The Federal Communications Commission is arguably the federal government's least-loved and geekiest body. 30 seconds of talk about rural broadband deployments and spectrum allocation is enough to send most people running from the room. But don't be fooled: the FCC wields a huge amount of power over one of the nation's most critical pieces of infrastructure, and right now, it's a mess.
The hot-topic issue in the FCC is net neutrality. We're not going to try and rehash the argument right now, but in a nutshell, Trump-appointed commissioner Ajit Pai is moving to roll back rules that allow the FCC to enforce net neutrality rules on internet service providers. Net neutrality is bad for the bottom line of internet providers, since it prevents them from using the regional monopoly power that they have to rip off customers.
Pai has given lip service to being in favor of net neutrality — he wants a gentleman's agreement with the ISPs to uphold the "spirit" of net neutrality — but he's working to dismantle the framework that allows the FCC to make and enforce rules to protect net neutrality. Pai, a former Verizon lawyer, claims (falsely) that net neutrality hurts investment by ISPs, and that the magic free hand of capitalism will protect consumers anyway (it won't).
But the FCC's anti-consumer agenda doesn't end at net neutrality. In recent days, the commission has considered redefining "high-speed" broadband at a lower speed — 10Mbps, to be specific, down from the 25Mbps it's currently at. Doing so would overnight make the US's internet market look a lot better.
Right now, 80% of Americans have only one option for high-speed broadband at home, assuming they have any choice at all. That's because for most people, the only high-speed option is the cable network, and as you well know, most people don't have a choice of cable provider.
But alongside the cable line running into your house, there's also normally a copper telephone line. It's possible to get ADSL internet speeds of up to 10Mbps over a phone line, which means that if you redefine "high-speed" as 10Mbps, many more Americans will overnight get a second option for high-speed internet.
Expect President Trump to crow about how more Americans than ever before have access to high-speed internet in the coming days.
Then, there's the FCC's new advisory panel. As The Daily Beast notes, Pai has filled the 30-person Broadband Deployment Advisory Committee (BDAC) with 28 reps from telecoms companies, and just two from local cities. The committee was supposed to work out how cities and companies can work together best to deploy high-speed wireless internet; instead, it will likely be a list of telecoms industry wishes that the FCC will use its power to push through local government.
This isn't how it's supposed to work.

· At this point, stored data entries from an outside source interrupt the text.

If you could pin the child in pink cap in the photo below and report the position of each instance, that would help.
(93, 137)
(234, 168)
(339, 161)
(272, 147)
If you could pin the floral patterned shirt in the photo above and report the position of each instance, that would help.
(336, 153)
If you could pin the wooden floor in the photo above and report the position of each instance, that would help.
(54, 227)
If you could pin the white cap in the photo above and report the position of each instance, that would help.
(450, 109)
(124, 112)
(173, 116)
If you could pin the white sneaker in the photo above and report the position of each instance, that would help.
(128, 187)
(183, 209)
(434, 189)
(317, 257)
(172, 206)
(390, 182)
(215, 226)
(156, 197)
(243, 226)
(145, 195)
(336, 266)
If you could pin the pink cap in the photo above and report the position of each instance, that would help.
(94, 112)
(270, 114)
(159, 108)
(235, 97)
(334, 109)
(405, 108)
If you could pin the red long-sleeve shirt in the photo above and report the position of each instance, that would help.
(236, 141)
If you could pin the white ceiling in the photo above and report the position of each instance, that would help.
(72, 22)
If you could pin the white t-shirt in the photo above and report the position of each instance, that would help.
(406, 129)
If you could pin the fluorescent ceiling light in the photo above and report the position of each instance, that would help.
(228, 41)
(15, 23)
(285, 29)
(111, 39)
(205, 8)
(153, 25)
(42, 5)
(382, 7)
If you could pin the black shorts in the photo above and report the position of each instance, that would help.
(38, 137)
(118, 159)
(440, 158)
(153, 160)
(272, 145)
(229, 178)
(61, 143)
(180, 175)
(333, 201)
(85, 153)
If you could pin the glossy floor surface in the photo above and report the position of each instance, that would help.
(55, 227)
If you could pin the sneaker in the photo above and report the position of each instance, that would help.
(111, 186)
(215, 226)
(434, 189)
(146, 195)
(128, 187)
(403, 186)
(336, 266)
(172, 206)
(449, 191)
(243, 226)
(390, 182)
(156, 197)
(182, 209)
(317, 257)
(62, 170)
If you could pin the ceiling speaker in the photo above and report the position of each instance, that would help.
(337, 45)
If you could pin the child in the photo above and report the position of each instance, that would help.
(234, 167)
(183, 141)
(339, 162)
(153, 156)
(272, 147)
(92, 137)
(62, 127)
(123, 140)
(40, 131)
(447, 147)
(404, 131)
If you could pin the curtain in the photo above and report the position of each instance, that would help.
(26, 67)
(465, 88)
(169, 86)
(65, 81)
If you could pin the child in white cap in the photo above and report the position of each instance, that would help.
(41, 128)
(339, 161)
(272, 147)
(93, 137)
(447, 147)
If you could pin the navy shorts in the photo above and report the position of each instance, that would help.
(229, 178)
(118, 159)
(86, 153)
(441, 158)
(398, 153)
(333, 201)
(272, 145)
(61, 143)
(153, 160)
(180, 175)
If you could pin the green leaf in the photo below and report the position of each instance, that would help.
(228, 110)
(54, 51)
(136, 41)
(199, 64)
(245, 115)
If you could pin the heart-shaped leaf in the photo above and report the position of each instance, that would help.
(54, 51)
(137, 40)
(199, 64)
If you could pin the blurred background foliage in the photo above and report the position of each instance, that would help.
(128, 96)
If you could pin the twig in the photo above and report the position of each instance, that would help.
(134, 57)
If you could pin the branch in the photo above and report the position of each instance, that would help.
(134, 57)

Without wanting to wave the hammer and sickle while singing Les Mis, internet service providers are using valuable public resources — our roads, airwaves, and federal subsidies — to provide a valuable service. The FCC is supposed to regulate those services and ensure that our scarce resources are being used optimally, not work out how to best maximise profits for a handful of gargantuan corporations. You can guess which the current FCC is doing.